Hellooooo! Is that bug biting your velvet worm?


----------



## KennyGee (Jul 7, 2006)

lol It looks like a little cricket.


----------



## bugmankeith (Jul 7, 2006)

Ok just checking to make sure your worm didnt get injured.


----------



## crashergs (Jul 7, 2006)

nah, the cricket is dead, it accidently fell on it when i moved the coconut half in which they were laying under 

its funny because ill put in about 10 pin head crickets, and next day i open it, bits and pieces of cricket all over the terrarium im like wow very clean eaters!


----------



## kliide (Aug 15, 2006)

*Life in the Undergrowth*

Just finished watching the first episode titled, "Invasion".  Totally amazed by the Peripatus hunting segment.  I can't imagine how powerful that glue must be.

For those of you who haven't watched the video, the peripatus captures a cricket that appears to be 1/4 its length with dual strands of glue.  It appears to wave the dual strands of glue in wavy spirals in order to cover a larger area of its prey.  The cricket, aside from a few twitches, appears instantly immobilized.  Given the size of the cricket, whose body girth was slightly larger than the peripatus, I'd have to say that glue is crazy strong...super, even .

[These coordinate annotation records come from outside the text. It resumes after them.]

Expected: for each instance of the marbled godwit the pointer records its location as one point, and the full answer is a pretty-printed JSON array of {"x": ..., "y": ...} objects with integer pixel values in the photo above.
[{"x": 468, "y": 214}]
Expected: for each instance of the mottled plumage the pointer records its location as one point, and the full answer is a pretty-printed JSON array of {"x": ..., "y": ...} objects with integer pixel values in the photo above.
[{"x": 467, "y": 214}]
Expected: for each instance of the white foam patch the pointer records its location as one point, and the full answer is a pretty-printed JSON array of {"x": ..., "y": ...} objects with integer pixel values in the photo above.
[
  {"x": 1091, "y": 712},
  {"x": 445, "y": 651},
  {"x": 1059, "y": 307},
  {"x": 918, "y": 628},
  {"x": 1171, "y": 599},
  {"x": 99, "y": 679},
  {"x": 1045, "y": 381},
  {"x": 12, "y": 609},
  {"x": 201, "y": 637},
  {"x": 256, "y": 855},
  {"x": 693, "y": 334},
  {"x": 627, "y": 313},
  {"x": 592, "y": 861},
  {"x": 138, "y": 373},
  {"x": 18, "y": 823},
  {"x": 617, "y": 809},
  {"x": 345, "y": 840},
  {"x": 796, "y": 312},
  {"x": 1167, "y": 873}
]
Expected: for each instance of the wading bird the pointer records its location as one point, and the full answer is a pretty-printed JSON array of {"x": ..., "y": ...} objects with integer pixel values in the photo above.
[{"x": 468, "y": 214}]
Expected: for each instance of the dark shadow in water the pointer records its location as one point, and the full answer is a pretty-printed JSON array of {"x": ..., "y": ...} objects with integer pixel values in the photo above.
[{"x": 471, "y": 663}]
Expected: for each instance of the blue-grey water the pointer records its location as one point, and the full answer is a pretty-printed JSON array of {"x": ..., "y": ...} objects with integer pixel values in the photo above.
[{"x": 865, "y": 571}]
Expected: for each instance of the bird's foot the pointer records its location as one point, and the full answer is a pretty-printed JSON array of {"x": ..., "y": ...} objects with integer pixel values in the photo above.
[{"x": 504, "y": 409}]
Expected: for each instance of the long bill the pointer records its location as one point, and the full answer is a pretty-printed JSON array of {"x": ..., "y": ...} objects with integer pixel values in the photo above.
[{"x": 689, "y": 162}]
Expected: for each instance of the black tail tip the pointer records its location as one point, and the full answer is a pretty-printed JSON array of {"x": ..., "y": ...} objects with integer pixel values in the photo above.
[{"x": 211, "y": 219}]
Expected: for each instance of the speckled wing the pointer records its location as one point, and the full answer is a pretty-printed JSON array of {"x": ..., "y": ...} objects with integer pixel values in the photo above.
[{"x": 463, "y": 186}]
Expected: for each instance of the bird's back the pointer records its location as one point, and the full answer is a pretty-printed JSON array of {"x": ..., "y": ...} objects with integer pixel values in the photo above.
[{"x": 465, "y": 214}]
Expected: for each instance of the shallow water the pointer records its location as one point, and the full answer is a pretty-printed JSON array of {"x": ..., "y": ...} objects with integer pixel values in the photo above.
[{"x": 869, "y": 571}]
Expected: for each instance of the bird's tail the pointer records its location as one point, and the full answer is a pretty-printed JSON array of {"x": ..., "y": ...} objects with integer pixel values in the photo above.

Anyway, I was just curious what the largest prey item that anyone here has given their velvet worm.  The strength of the glue is really amazing.  It must be quite difficult to produce if the peripatus is induced to eat the glue off the prey after its been sprayed.  Does anyone know of studies that have been done to measure the strength of the glue?   My google-fu is weak, as I've had difficulty finding anything other than a one paragraph article stating some australian scientist believes the glue to be stronger than super glue.

Also, anyone have an infrared setup?  I don't know if it's been attempted, but there are extremely cheap web cams (~10-15USD) in China/HK that are for some reason infrared.  The image quality is 640x480 and quite clear.  I think there are some applications that have motion detection designed to trigger recording onto your pc.  Seems to be quite good for surreptitiously recording a nocturnal predator.

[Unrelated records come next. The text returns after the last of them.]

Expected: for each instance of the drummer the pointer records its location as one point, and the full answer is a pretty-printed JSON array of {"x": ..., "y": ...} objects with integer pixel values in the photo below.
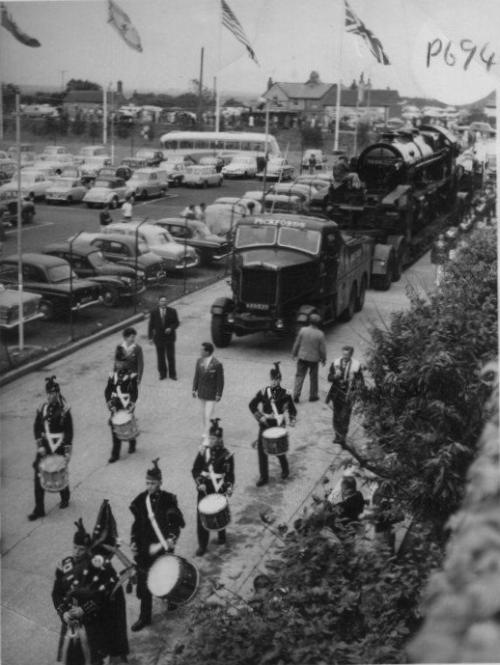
[
  {"x": 268, "y": 408},
  {"x": 155, "y": 530},
  {"x": 213, "y": 473},
  {"x": 53, "y": 430},
  {"x": 121, "y": 393}
]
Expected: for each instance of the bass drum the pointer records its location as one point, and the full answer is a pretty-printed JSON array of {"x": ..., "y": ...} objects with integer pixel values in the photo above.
[{"x": 173, "y": 578}]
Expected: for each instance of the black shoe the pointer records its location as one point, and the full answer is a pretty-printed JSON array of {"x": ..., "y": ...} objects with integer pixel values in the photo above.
[
  {"x": 35, "y": 515},
  {"x": 139, "y": 625}
]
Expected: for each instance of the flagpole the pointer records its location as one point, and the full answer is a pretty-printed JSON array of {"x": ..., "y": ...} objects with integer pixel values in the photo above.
[{"x": 339, "y": 79}]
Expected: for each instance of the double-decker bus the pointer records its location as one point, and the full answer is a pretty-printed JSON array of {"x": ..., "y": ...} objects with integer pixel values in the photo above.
[{"x": 249, "y": 143}]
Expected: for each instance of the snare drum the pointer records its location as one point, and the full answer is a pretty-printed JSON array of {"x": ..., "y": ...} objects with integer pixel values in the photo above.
[
  {"x": 275, "y": 440},
  {"x": 124, "y": 425},
  {"x": 173, "y": 578},
  {"x": 53, "y": 472},
  {"x": 214, "y": 512}
]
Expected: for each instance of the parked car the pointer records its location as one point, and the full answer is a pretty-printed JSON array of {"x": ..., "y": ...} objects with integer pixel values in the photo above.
[
  {"x": 151, "y": 156},
  {"x": 65, "y": 190},
  {"x": 175, "y": 257},
  {"x": 202, "y": 176},
  {"x": 9, "y": 307},
  {"x": 106, "y": 190},
  {"x": 8, "y": 208},
  {"x": 124, "y": 251},
  {"x": 196, "y": 234},
  {"x": 148, "y": 182},
  {"x": 34, "y": 184},
  {"x": 240, "y": 167},
  {"x": 116, "y": 281},
  {"x": 50, "y": 277},
  {"x": 278, "y": 168}
]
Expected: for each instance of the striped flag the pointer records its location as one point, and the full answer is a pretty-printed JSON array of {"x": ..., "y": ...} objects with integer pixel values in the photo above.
[
  {"x": 230, "y": 21},
  {"x": 122, "y": 23},
  {"x": 10, "y": 25},
  {"x": 357, "y": 27}
]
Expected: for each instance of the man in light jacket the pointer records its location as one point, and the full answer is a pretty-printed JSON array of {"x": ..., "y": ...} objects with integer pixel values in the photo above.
[{"x": 310, "y": 350}]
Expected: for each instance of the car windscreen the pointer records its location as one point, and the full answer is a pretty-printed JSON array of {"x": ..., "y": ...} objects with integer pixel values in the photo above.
[
  {"x": 60, "y": 273},
  {"x": 306, "y": 240},
  {"x": 251, "y": 236}
]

Anyhow, thanks for sharing the pics and best of luck raising all your velvet worms!


----------



## Snakefox (Aug 16, 2006)

Hi I saw that you need some rotten wood I live in houston texas a hot moist climmate and All the wood around here is rotten what would you like 
mesquite
oak
Peach
Pear
Maple


----------



## crashergs (Aug 24, 2006)

one of them molted, when it molts, it molts a very thin layer of white skin, i tried stretching it but it ripped, looks like a used condom   they are still growing, voravious predators thats for sure. i put 10 pinheads and all of them except for one was ripped in half and pieces of body parts spread around the perimiter of the crickets corpses. very intruiging.


----------



## Dark (Aug 25, 2006)

kliide said:
			
		

> Just finished watching the first episode titled, "Invasion".  Totally amazed by the Peripatus hunting segment.  I can't imagine how powerful that glue must be.


 I Just finished The First Episode about the Velvet Worms aswell, Were can one get a Velvet worm? 
Thanks 
Eric

(also can you feed them Crickets?)


----------



## crashergs (Aug 25, 2006)

first episode of velvet worm??  is that a show?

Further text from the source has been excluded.